The new collision center and program represent a shift – fully supported by PPG – that brings the repair industry in line with the innovative processes, advanced materials and sophisticated computer engineering automotive manufacturers are using. Students are instructed by repair industry professionals and work in a real-world environment with newer cars and new equipment not yet found in many collision centers in North America. This includes PPG’s waterborne systems and spray equipment.


FTCC’s two-year program offers training in a number of collision repair disciplines. The first class began in August 2014. A new group of students starts a two-year career path every eight weeks. Students may follow one of three tracks: estimator, nonstructural technician or refinish technician. Course offerings include nonstructural cosmetic repairs, aluminum and steel welding techniques, and cutting-edge refinish processes along with repair estimating, shop operations, insurance procedures and advanced computer applications. The last step of the program comprises a hands-on final exam sequence in the new collision center administered by professional collision repair managers. Students have ongoing opportunities to interact with industry leaders. Those completing the program will earn an associate degree in applied science as well as more than a dozen I-CAR, PPG and other industry certifications. Graduates will be job-ready, with most already holding offers before the end of their training.


“This is a remarkably robust program and a genuine opportunity for students interested in a career in the collision repair industry,” said Bryan Robinson, PPG North American manager, national accounts. “We at PPG knew from the program’s inception how important it could be to the industry. We were happy to participate and provide our waterborne products because they’re a big part of the future of refinish work. The program is going to benefit the entire industry and take the quality of work and service to a higher level. We’re very proud to be part of it.”

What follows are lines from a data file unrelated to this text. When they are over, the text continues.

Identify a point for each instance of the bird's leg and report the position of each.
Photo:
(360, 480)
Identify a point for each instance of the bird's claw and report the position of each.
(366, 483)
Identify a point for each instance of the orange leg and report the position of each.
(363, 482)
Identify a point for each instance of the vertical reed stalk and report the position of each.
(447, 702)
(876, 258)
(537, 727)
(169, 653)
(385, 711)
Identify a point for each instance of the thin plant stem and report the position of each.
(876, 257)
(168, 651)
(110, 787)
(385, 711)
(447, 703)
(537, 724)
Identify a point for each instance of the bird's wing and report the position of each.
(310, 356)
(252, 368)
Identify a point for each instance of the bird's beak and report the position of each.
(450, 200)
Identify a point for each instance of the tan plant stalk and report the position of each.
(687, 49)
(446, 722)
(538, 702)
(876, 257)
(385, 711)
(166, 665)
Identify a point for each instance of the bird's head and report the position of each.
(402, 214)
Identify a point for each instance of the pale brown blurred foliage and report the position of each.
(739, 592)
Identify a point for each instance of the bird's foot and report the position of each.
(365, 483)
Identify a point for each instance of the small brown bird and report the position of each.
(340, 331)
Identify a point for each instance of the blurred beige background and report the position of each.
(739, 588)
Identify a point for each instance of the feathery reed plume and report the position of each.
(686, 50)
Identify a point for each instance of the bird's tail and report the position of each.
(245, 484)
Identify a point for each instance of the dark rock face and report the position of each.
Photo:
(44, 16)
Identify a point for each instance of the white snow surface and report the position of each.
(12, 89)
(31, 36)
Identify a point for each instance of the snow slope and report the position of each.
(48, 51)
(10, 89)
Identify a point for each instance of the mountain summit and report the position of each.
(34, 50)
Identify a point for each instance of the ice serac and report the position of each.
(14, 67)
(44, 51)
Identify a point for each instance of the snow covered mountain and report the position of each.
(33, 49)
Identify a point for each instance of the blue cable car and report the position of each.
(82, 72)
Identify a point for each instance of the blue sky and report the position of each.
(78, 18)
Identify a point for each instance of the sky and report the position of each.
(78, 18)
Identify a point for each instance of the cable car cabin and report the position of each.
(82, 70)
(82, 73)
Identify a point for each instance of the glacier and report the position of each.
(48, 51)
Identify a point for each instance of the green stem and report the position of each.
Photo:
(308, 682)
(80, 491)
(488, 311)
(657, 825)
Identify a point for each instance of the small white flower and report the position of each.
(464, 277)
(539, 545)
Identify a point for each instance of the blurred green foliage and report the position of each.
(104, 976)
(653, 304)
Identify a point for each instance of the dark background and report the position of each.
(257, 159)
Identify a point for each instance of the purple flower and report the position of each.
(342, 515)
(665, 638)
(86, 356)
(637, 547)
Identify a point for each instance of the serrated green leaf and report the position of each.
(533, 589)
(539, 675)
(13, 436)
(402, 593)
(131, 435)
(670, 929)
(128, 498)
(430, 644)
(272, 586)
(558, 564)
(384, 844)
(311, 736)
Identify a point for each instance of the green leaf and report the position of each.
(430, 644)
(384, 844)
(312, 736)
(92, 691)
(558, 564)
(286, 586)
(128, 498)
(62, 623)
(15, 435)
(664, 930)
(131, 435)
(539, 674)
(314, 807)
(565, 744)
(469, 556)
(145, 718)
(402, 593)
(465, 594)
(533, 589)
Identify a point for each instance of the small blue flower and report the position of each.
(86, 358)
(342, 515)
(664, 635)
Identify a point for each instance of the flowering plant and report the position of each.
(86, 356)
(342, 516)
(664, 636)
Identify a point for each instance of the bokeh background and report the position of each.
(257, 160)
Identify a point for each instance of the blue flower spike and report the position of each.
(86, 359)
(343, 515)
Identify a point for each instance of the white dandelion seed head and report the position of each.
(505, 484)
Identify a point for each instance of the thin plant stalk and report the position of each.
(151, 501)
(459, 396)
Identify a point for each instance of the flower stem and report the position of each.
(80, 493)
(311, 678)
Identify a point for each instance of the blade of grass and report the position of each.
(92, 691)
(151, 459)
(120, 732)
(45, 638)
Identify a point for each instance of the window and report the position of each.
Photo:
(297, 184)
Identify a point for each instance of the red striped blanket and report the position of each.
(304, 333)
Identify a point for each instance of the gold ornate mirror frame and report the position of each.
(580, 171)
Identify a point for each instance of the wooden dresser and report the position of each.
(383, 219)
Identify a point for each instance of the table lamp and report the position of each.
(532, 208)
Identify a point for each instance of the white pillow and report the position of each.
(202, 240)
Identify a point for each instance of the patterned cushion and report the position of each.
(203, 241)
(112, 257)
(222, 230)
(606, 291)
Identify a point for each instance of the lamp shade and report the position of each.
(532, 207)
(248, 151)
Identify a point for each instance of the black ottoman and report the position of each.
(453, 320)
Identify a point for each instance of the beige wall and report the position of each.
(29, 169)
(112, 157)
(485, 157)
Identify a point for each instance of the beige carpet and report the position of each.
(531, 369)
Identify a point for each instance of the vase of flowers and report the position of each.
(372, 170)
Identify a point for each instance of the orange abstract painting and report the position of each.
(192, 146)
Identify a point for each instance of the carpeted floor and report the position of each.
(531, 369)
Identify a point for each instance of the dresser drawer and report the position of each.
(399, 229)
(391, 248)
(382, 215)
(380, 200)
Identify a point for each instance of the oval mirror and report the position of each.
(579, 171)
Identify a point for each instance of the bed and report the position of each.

Located next to Fort Bragg, FTCC is an educational partner with the military facility and the 60,000 personnel on base. Veterans or National Guard members make up 60 percent of FTCC’s student body. These individuals will now have a new career avenue in their transition to civilian life.


To ensure that the program curriculum meets current and future industry requirements, FTCC has teamed up with national industry leaders including PPG, I-CAR and the North Carolina Business Committee for Education. Industry representatives help guide the program and keep it relevant.